Los investigadores que analizan los fósiles de Homo naledi aún no han determinado su edad, la cual es difícil de medir debido a los embrollados sedimentos de la cámara y la ausencia de otros restos de fauna cercanos. Parte de su primitiva anatomía, como un cerebro no mayor que una naranja promedio, dijo Berger, indicaba que la especie evolucionó cerca o en la raíz del género Homo, lo cual significa que cuando mucho debe tener entre 2.5 millones y 2.8 millones de años de edad. Los geólogos piensan que la cueva no tiene más de 3 millones de años.

El trabajo de campo y los dos años de análisis para el descubrimiento más reciente de Berger fueron respaldados por la Universidad de Witwatersrand, la National Geographic Society y el Departamento de Ciencia y Tecnología / Fundación Nacional de Investigación de África del Sur. Además de los artículos de revistas, los descubrimientos serán presentados en el ejemplar de octubre de la revista National Geographic y en el documental de dos horas de NOVA/National Geographic que se transmitirá el miécoles en PBS.

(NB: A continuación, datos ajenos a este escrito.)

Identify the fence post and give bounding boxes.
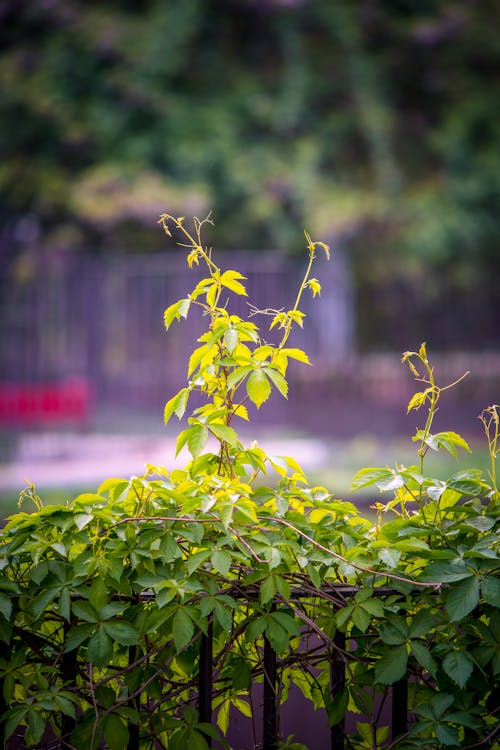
[330,630,345,750]
[392,677,408,740]
[262,636,277,750]
[127,646,140,750]
[61,620,78,747]
[198,621,213,747]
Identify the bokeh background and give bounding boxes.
[0,0,500,513]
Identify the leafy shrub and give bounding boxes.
[0,215,500,750]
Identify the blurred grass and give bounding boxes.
[0,434,490,518]
[307,435,490,505]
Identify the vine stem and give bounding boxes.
[259,517,441,591]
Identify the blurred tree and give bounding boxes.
[0,0,500,332]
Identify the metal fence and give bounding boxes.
[0,253,354,414]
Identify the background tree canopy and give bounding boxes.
[0,0,500,344]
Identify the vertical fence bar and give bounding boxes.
[0,680,8,748]
[61,620,78,747]
[198,621,213,747]
[262,638,277,750]
[392,678,408,740]
[127,646,140,750]
[330,630,345,750]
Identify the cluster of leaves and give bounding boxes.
[0,220,500,750]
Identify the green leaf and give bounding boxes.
[375,644,408,685]
[25,708,45,747]
[359,598,384,617]
[481,575,500,608]
[446,576,480,622]
[104,714,129,750]
[224,328,238,354]
[210,549,232,576]
[59,586,71,622]
[281,348,311,365]
[378,620,408,646]
[411,641,437,677]
[0,591,12,621]
[208,424,238,446]
[265,618,290,654]
[31,586,60,620]
[409,609,435,638]
[186,549,212,576]
[422,558,473,583]
[4,706,28,739]
[443,651,474,689]
[435,724,460,747]
[270,609,300,636]
[71,600,99,622]
[406,388,432,414]
[87,625,113,667]
[350,467,392,492]
[246,370,271,409]
[352,604,371,633]
[163,388,189,424]
[172,607,194,651]
[103,620,139,646]
[328,687,349,727]
[64,623,94,652]
[260,575,276,604]
[220,271,248,297]
[187,424,208,458]
[163,299,191,331]
[263,367,288,398]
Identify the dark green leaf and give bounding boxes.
[446,576,480,622]
[103,620,139,646]
[443,651,474,689]
[246,370,271,408]
[104,714,129,750]
[328,687,349,727]
[375,644,408,685]
[87,625,113,667]
[172,607,194,651]
[64,623,95,652]
[481,574,500,608]
[411,641,437,677]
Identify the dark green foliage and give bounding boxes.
[0,220,500,750]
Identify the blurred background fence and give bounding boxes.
[0,247,500,444]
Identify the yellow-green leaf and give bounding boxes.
[246,370,271,409]
[220,271,248,297]
[187,424,208,458]
[264,367,288,398]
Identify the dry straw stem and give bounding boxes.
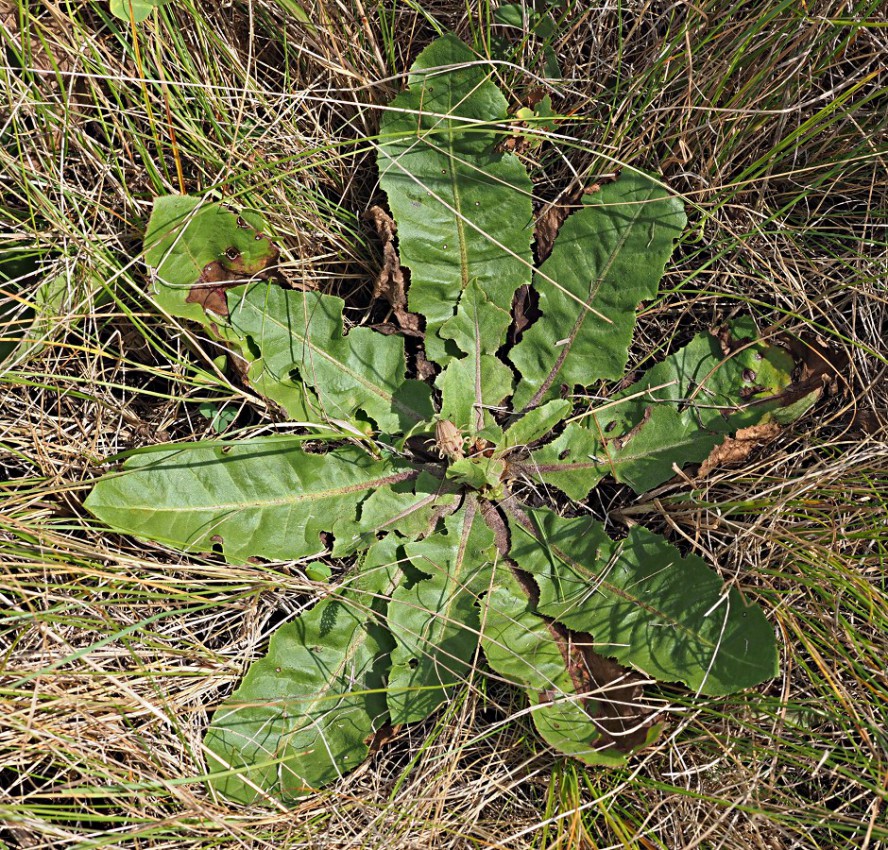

Los científicos en el equipo de descubrimiento y aquellos de involucrados en la investigación hicieron notar el mosaico de características anatómicas contrastantes, incluyendo mandíbulas con apariencia más moderna y dientes y pies, que garantizan el lugar del homínido como especie en el género Homo, no Australopithecus, el género que incluye la famosa especie Lucy que vivió 3.2 millones de años atrás. Las manos de los especímenes recién descubiertos recordaron a algunos científicos los primeros especímenes previamente identificados de Homo habilis, los cuales aparentemente se encontraban entre los primeros fabricantes de herramientas.

En una rueda de prensa el miércoles pasado, John Hawks, de la Universidad de Wisconsin, Madison, un autor principal del documento que describe la nueva especie, dijo que era “distinta a cualquier otra especie vista antes”, haciendo notar que el pequeño cráneo con un cerebro del tercio de tamaño de una caja craneana humana moderna estaba posado en lo alto de un cuerpo muy delgado. Un Homo naledi promedio tenía 152 centímetros de estatura y pesaba casi 45 kilogramos, dijo.

Tracy Kivell, de la Universidad de Kent, en Inglaterra, compañero del equipo de Berger, fue alcanzado por los “dedos extremadamente curvos (del Homo naledi), más curvos que en casi cualquier otra especie de homínidos tempranos, que claramente demuestran habilidades para escalar”.

William Harcourt-Smith, del Lehman College, otro investigador en el Museo de Historia Natural, lideró el análisis de los pies de la nueva especie, que él dijo son “virtualmente indistinguibles de los pies de los hombres modernos”. Esos pies, combinados con sus largas piernas, sugieren que el Homo naledi estaba bien adecuado para caminar largas distancias en posición vertical, dijo Harcourt-Smith.

En un comentario adicional en la revista, Chris Stringer, paleoantropólogo en el Museo de Historia Natural de Londres, encontró similitudes totales entre la nueva especie y fósiles de Dmanisi, en la ex república soviética de Georgia, que datan de hace 1.8 millones de años. Los especímenes georgianos son usualmente asignados a una variedad temprana del Homo erectus.

Queda mucho por descubrir en la cueva Rising Star, como determinar las edades de los fósiles y la posición evolutiva del Homo naledi en el género Homo y en el árbol familiar humano. La cámara del descubrimiento no ha renunciado a todos sus secretos. “Aún hay potencialmente cientos, si no miles de restos del Homo naledi ahí”, dijo Berger.

En la rueda de prensa en África del Sur el jueves pasado para anunciar los descubrimientos, Berger dijo: “Yo creo que el campo de la paleoantropología se había convencido a sí mismo, hace tanto como 15 años atrás, que habíamos encontrado todo, que no íbamos a hacer grandes descubrimientos y descubrir esta historia de nuestros orígenes. Pienso que mucha gente renunció a explorar, pensó que era más seguro hacer ciencia dentro de un laboratorio o detrás de una computadora”.

Lo que la nueva especie Naledi dice, concluyó Berger, “es que no hay sustituto para la exploración”.